If your water comes from a municipality, the EPA requires your local water authority to publish test results periodically. Remember that these tests are only accurate for the water at the treatment plant. The water quality may change as it journeys through pipes to your faucet, so consider testing the water again.

Learn more: 10 Common Problems a Water Test Can Detect in Tap Water

Install a home water treatment system.

water filter and water softener combo

Consider installing a home water filter system if your water tests positive for contaminants like bacteria, heavy metals, chemicals, etc. These devices are designed to eliminate toxins from water, enhancing its taste, smell, appearance, and overall quality.
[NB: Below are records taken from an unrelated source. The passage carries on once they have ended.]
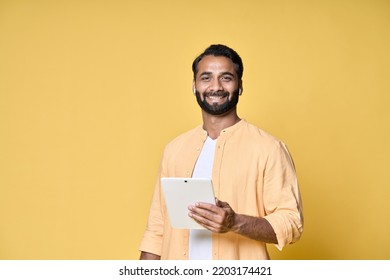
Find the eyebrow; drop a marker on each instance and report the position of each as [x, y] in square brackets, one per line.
[220, 74]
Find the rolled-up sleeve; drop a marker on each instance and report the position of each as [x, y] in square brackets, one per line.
[282, 199]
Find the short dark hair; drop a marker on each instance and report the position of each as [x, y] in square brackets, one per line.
[220, 50]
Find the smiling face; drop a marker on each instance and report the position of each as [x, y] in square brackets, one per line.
[217, 85]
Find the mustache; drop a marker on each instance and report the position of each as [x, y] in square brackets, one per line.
[220, 93]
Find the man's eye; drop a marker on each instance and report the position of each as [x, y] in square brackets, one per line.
[226, 78]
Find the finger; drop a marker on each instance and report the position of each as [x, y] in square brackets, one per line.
[206, 223]
[206, 206]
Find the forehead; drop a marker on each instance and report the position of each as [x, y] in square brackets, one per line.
[216, 64]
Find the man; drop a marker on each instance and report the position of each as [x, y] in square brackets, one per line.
[257, 195]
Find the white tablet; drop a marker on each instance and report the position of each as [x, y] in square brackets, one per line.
[179, 193]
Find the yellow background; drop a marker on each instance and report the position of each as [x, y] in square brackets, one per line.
[91, 91]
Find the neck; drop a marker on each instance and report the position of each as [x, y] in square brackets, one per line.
[215, 124]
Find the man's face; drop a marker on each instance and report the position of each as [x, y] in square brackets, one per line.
[216, 84]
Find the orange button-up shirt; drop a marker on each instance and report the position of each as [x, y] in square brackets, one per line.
[252, 171]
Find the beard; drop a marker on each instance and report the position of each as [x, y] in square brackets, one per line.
[218, 109]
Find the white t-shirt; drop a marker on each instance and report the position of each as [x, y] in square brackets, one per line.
[200, 243]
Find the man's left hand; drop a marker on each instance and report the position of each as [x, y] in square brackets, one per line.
[217, 218]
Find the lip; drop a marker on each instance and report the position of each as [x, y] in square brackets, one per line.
[216, 98]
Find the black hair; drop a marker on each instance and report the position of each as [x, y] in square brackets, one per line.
[220, 50]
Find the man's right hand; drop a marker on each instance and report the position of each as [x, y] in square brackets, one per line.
[149, 256]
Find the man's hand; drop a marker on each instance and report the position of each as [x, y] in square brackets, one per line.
[221, 218]
[217, 218]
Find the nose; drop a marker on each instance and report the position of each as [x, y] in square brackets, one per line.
[216, 85]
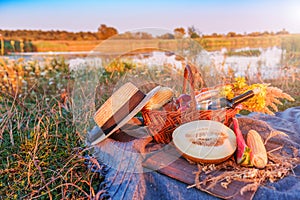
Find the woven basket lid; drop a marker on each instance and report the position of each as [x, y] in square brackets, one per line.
[122, 106]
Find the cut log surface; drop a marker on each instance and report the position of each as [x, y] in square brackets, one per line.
[181, 170]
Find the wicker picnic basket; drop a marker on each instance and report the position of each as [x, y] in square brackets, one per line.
[162, 123]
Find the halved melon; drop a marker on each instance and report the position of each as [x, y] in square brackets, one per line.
[205, 141]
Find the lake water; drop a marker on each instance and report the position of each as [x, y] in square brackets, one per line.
[268, 63]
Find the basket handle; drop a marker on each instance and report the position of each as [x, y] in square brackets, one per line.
[189, 78]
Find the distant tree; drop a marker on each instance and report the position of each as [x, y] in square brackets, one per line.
[231, 34]
[179, 32]
[193, 32]
[166, 36]
[282, 32]
[105, 32]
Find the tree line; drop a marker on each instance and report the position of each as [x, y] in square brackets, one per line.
[105, 32]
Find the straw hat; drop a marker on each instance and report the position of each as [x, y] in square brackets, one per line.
[122, 106]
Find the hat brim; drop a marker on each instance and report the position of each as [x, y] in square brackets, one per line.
[137, 109]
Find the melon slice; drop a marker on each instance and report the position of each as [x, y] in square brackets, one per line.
[205, 141]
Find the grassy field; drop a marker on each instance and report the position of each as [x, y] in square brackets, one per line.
[42, 150]
[210, 44]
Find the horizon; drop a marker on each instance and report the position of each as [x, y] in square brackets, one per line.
[207, 17]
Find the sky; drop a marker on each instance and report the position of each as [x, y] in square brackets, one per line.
[212, 16]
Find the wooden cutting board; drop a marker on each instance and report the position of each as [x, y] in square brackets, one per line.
[167, 161]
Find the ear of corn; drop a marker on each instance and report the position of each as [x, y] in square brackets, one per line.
[163, 96]
[243, 151]
[258, 155]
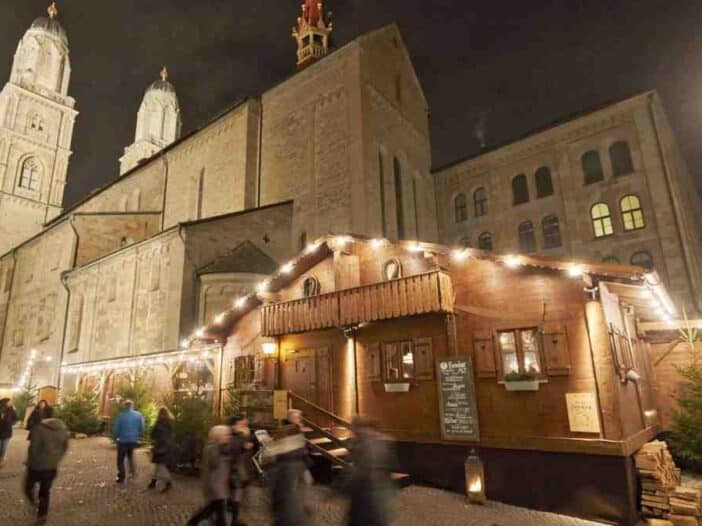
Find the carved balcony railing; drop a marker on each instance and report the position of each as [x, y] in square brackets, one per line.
[431, 292]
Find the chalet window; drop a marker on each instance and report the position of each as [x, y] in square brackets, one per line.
[460, 207]
[620, 156]
[485, 241]
[398, 361]
[392, 269]
[592, 167]
[519, 350]
[30, 175]
[544, 183]
[520, 190]
[527, 240]
[310, 287]
[480, 202]
[551, 231]
[601, 220]
[642, 258]
[632, 214]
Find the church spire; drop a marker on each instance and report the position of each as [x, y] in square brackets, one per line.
[312, 33]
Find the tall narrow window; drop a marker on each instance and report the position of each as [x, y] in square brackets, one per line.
[460, 207]
[520, 190]
[642, 258]
[399, 205]
[30, 176]
[601, 220]
[551, 231]
[592, 167]
[632, 214]
[620, 156]
[485, 241]
[544, 183]
[381, 183]
[480, 202]
[527, 239]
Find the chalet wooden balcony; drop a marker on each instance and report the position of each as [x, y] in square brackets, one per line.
[421, 294]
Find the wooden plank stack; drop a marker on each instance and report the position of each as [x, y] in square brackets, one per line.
[663, 501]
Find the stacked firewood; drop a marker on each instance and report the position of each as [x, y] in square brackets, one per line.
[663, 501]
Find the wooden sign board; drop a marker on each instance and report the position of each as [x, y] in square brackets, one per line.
[583, 414]
[457, 407]
[280, 404]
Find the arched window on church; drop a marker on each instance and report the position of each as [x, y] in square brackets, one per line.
[30, 175]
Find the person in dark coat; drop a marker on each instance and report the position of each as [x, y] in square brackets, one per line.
[370, 486]
[240, 450]
[36, 416]
[215, 470]
[163, 445]
[289, 450]
[47, 447]
[8, 418]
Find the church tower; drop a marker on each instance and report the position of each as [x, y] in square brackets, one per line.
[158, 123]
[312, 33]
[36, 127]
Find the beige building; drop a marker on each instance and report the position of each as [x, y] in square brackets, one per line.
[609, 185]
[343, 145]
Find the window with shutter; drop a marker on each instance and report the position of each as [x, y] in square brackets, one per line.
[423, 359]
[555, 345]
[484, 349]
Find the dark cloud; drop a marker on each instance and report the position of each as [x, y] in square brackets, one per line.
[520, 64]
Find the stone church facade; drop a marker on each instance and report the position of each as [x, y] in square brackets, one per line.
[192, 222]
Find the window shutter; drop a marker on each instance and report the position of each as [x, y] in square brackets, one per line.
[371, 363]
[555, 345]
[423, 359]
[484, 349]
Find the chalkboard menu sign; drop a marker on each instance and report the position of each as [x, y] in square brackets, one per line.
[459, 414]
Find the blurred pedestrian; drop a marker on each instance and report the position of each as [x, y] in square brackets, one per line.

Your water treatment options include whole-house activated carbon water filters, under-counter reverse osmosis systems, UV water purification systems, sediment filters, pH neutralizers, and water softeners.
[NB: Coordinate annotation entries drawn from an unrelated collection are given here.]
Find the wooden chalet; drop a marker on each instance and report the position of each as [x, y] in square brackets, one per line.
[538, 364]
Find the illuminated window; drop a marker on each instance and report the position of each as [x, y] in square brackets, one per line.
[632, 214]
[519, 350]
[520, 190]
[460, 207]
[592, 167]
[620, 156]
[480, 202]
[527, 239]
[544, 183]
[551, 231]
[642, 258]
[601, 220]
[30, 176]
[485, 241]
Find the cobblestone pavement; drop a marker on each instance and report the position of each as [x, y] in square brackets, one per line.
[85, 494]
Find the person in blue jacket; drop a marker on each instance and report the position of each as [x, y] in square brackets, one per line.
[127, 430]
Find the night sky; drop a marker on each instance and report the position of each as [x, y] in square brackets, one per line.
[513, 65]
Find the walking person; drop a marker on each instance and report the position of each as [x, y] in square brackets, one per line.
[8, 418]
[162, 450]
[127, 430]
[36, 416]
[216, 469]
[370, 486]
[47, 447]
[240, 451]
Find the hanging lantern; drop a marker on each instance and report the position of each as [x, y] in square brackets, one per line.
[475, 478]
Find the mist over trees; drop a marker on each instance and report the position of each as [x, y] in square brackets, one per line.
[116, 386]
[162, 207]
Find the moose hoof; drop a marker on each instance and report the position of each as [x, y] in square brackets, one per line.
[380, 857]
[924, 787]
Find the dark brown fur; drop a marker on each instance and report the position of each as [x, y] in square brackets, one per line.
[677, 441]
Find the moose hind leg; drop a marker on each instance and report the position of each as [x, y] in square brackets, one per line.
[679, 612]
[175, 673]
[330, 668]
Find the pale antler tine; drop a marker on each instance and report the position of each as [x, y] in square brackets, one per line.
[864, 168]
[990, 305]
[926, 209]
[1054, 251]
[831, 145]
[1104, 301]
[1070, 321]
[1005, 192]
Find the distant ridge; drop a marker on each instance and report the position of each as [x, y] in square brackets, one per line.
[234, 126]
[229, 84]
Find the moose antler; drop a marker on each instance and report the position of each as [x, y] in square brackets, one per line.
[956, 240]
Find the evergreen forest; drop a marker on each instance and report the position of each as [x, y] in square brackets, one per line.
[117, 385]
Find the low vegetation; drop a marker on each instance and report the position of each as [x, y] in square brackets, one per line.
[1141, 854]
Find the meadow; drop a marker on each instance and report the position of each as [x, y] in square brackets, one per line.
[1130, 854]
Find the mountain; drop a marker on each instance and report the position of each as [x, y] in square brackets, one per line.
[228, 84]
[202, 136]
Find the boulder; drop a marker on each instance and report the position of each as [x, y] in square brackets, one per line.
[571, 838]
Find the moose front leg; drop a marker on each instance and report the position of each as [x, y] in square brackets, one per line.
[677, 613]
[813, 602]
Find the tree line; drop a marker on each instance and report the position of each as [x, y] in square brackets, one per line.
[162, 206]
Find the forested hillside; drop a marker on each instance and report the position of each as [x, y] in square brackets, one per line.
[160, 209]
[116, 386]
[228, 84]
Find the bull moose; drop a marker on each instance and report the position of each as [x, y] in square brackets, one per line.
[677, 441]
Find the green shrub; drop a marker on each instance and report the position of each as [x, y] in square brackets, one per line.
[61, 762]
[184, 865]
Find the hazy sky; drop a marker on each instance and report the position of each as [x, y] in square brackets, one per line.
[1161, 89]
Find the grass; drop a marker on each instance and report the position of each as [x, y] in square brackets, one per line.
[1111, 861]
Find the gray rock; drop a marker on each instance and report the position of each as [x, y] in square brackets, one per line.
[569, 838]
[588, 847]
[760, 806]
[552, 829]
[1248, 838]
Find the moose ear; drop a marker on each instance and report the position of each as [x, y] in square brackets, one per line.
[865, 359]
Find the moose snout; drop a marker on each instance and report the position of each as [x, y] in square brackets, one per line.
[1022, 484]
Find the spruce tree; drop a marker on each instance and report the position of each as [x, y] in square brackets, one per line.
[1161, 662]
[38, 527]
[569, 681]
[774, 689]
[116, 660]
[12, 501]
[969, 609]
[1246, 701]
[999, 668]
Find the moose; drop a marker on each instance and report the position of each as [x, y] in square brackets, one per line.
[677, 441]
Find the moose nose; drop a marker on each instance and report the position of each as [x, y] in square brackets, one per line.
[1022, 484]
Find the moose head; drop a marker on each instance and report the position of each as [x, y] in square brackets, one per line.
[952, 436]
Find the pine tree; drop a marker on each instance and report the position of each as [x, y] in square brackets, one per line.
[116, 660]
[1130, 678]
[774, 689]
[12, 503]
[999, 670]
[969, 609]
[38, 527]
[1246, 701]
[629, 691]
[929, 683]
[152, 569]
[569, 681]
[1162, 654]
Learn more: The Best Water Filtration Systems for Your Home

Clean your household plumbing.

A slight syrupy flavor in your water might mean it’s time to clean your plumbing system properly. Corrosion and bacteria hiding in your pipes can sneak unwanted tastes into your water, so you want to flush the system regularly to prevent buildup and contamination.

Here’s a quick guide on how to clean and flush your plumbing system:

  1. Shut off the water supply to your home. This ensures water doesn’t flow through the system while you clean and flush it.
  2. Open every faucet inside and outside your house and let all the water drain out.
  3. If you have a water heater, shut it off and attach a hose to the bottom drain valve. Open the valve so all the water empties.
  4. Turn the water heater back on and let it fill with fresh water.
  5. Go to your highest faucet, like in an upstairs bathroom. Please turn it on and let the water run until it starts feeling colder, signaling that the hot water is being removed. Repeat this process for all faucets, starting from the highest to the lowest.
  6. Remove and scrub aerator screens on faucets to clean out sediment, mineral buildup, or other gunk.
  7. If you already have a water filter system, replace the filters after flushing.
  8. Turn the main valve back on and let the water circulate through the plumbing system. Check for leaks as pressure returns.
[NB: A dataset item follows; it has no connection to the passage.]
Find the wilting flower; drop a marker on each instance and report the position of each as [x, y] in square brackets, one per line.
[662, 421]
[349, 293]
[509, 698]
Contact your local water provider.

If your neighbors also have an issue with sweet-tasting water flowing from their taps, the problem may come from the public water source. So, contact your local water provider to address the issue. Water quality issues like high mineral content are common if you’re on well water. So, ensure your water is tested and install a quality water filter and softener to target and remove the offending contaminants and minerals and prevent such issues.

Final Thoughts

A sweet flavor likely isn’t something you expect from your drinking water, but it can happen now and then. It isn’t always the water itself that is sweet, but perhaps you ate something before drinking it, or you’re on medication or have a health condition that changes your perception of taste, causing food and even water to taste different.

As for the water itself, things like chlorine, a high mineral content, plumbing issues, etc., can give the water a slightly sweet taste. That’s why it’s essential to test your water to determine the culprit and install a home water treatment system, depending on the test results. Also, consider flushing your plumbing system to clear any corrosion or buildup.

But if you still have issues with your water tasting sweet despite taking these measures, consult a doctor to rule out any serious health issues and contact your local water provider to see if it’s a problem with the public water source.